If you want to understand the universe – and we do – you have to understand what is in it. I don’t mean stars and planets and black holes and the like. We need to be more comprehensive.
How much energy is there in the universe? How much is it? And to be a little more specific, what kind of energy and matter?
We call it Universe mass / energy budget. Like a household budget, it (hopefully) accounts for everything in it, divided by type. In the case of the universe, we know that it is made in decreasing order – dark energy, dark matter and ordinary matter. But how much of each?
A new study looked just the case, and came up with a fairly narrow number: 31.5% is made up of 1.3% cosmic matter (which, in turn, is 68.5% dark energy).
These numbers are very important. If there was less matter in the universe, it would expand more rapidly – in a sense, the gravity of that case slows down the expansion.
It also has implications for stuff In The universe, and not just the universe. For example, gravity in the early universe helped palpate matter, because it was attracted to itself. It comes out of the hot soup of the stuff, forming galaxies and galaxies. If the budget were different, galaxies and clusters would have looked different, or not formed at all.
We owe our existence to these numbers.
In fact, it was the galaxy cluster that focused on the new work. These are huge collections of entire galaxies, hundreds or thousands, all held together by their mutual gravity. Their composition depends on the density of matter in the universe, so by examining them scientists can find that density.
He developed a way to find clusters in which to do as objectively as possible. They stared at 700,000 galaxies, then examined their locations and motions in space to see if they belonged to groups. From this sample he selected 756 nearby galaxy clusters (about 1.6 billion light years away, so “near” is relative) to use in his analysis.
They then found what is called a cluster mass function, which is the number of clusters for a universe in a given volume in space for a given cluster. So in some part of the universe you can see a lot of low-mass groups, low-middle-weight, and very few truly true guineas, for example. This distribution is sensitive to the density of matter in the universe, and is complicated by the fact that the density changes over time as the universe expands, as well as the difficulty of determining the mass of a cluster.
That last bit is a tuff. There are a lot of ways to estimate the mass of a cluster, many of which are statistical in nature (looking at too many clusters to average noise statistics). These present other issues, however, making this difficult. In this case, scientists opted to use what is called the viral method to gain mass – as galaxies rotate in a group, they exchange energy (faster than slower ones). Pulls, for example, speeds them up).

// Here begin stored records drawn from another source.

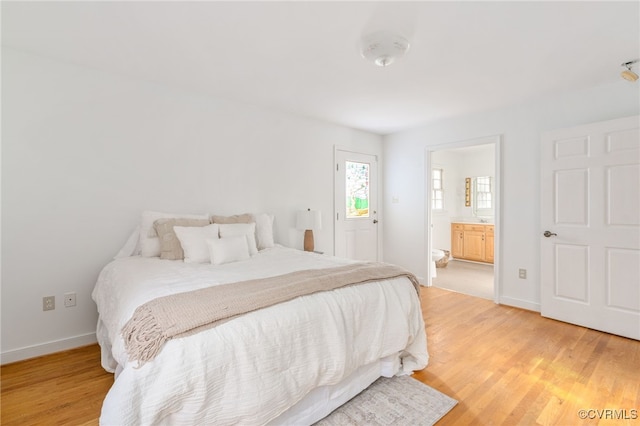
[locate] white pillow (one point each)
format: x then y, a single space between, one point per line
193 240
235 229
264 230
131 247
149 243
230 249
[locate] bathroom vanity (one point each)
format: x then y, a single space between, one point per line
472 241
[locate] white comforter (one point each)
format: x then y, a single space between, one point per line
250 369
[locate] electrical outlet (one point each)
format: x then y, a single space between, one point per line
69 299
48 303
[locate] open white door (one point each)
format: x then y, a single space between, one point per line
590 217
356 198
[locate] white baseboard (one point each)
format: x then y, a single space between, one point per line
47 348
518 303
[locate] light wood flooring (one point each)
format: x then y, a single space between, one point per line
475 279
504 366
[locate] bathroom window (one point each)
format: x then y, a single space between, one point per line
483 196
437 190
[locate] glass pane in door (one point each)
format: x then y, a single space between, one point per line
357 189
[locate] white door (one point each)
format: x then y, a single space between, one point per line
590 217
356 197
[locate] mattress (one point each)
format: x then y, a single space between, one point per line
288 363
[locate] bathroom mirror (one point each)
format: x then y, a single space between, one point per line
482 196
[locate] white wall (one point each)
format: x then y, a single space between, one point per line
521 127
84 152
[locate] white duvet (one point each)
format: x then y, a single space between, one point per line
252 368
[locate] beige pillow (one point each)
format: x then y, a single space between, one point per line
170 247
237 218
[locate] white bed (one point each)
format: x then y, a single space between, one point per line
292 363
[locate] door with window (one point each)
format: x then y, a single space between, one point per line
590 217
356 197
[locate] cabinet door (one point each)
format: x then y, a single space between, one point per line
474 246
457 241
488 247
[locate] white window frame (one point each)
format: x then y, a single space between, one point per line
483 196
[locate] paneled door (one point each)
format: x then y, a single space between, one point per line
590 217
356 197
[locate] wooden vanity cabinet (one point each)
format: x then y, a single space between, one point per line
457 240
470 241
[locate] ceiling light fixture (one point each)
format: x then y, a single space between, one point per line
628 74
383 48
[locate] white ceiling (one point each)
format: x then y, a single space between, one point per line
302 57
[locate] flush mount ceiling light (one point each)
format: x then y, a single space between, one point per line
383 48
628 74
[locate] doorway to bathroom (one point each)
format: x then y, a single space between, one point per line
463 216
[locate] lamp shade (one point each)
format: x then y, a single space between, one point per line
309 219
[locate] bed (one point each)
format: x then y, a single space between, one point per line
289 363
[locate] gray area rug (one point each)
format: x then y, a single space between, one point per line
396 401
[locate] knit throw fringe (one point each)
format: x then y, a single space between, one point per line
182 314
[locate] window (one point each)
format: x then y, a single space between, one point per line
357 189
437 190
483 196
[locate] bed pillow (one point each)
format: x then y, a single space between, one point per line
149 242
236 229
131 247
264 230
230 249
237 218
193 240
170 247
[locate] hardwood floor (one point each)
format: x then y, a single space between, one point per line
504 366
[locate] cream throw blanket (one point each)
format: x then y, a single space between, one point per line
178 315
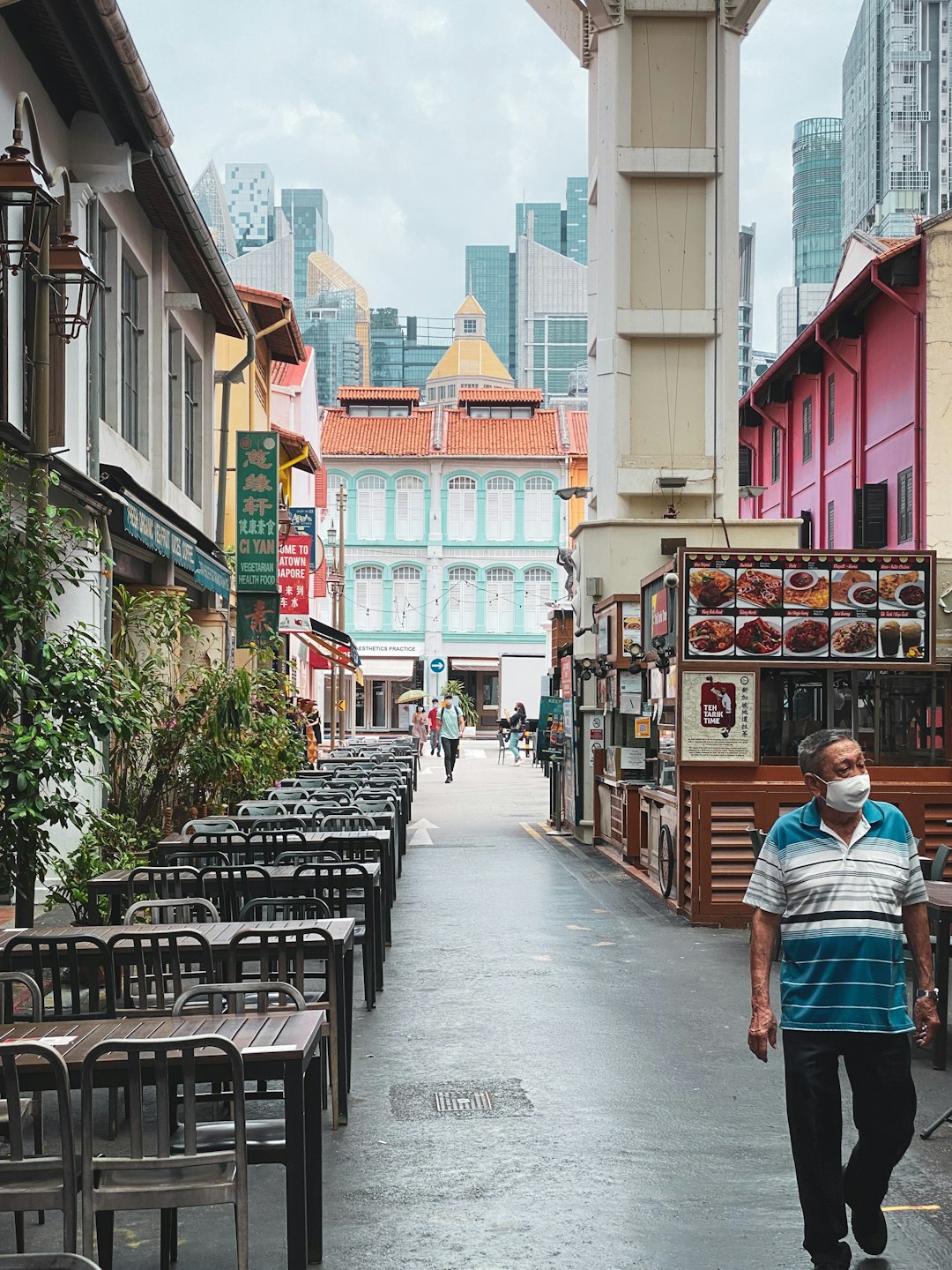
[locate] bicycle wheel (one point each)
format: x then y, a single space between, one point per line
666 860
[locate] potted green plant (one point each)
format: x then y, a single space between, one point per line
112 841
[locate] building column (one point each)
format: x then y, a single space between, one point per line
663 291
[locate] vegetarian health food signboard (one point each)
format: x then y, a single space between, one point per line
257 512
839 608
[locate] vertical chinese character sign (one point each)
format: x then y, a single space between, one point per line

It depends on the total mass of the cluster, and provides a very good way to obtain that number.
They then ran the numbers to see what kind of temporal mass density they needed to explain the mass distribution of bunches, and using 31.5% In college Their data found them to be 31% with an uncertainty of about 2.3%, but combining their results with other studies yielded a slightly more accurate figure).
In general, this number is one Little This is slightly higher than most other methods (it varies from 25-30% depending on how you measure it), but not dangerously so. They claim that their number is the most accurate measurement so far, but I will let other experts claim it.
It also allows you to calculate the average density of matter in the universe, and it is about 10-23 Grams per cubic meter. She is a teeny This is equivalent to about 6 hydrogen atoms per cubic meter. For comparison, the air at sea level is about 1,200 grams per cubic meter, or about 1025 Atoms per cubic meter – a factor of more than one septillion (or one million million million million). Space is really empty.
I am also noting The total Case, including dark and “normal” case. Material budget on one’s own Universe has about 5 to 1 darkness. This is normal, so about 84/16 is divided. However this ratio is not very well known. One idea, incidentally, is that dark matter is made up of axes, a theoretical particle with very little mass. If so, then that cubic meter would be like 1 hydrogen atom in space and several billions of axes.
so there you go. This new study, should it be completed, is another step to make it all straightforward. Every day we get to know a little, okay, The universe, And why we are here. This may sound a little cryptic, but look around you. All items you have seen are present., And this is because of how the universe works. Looking under its hood is one of the best things humans can do.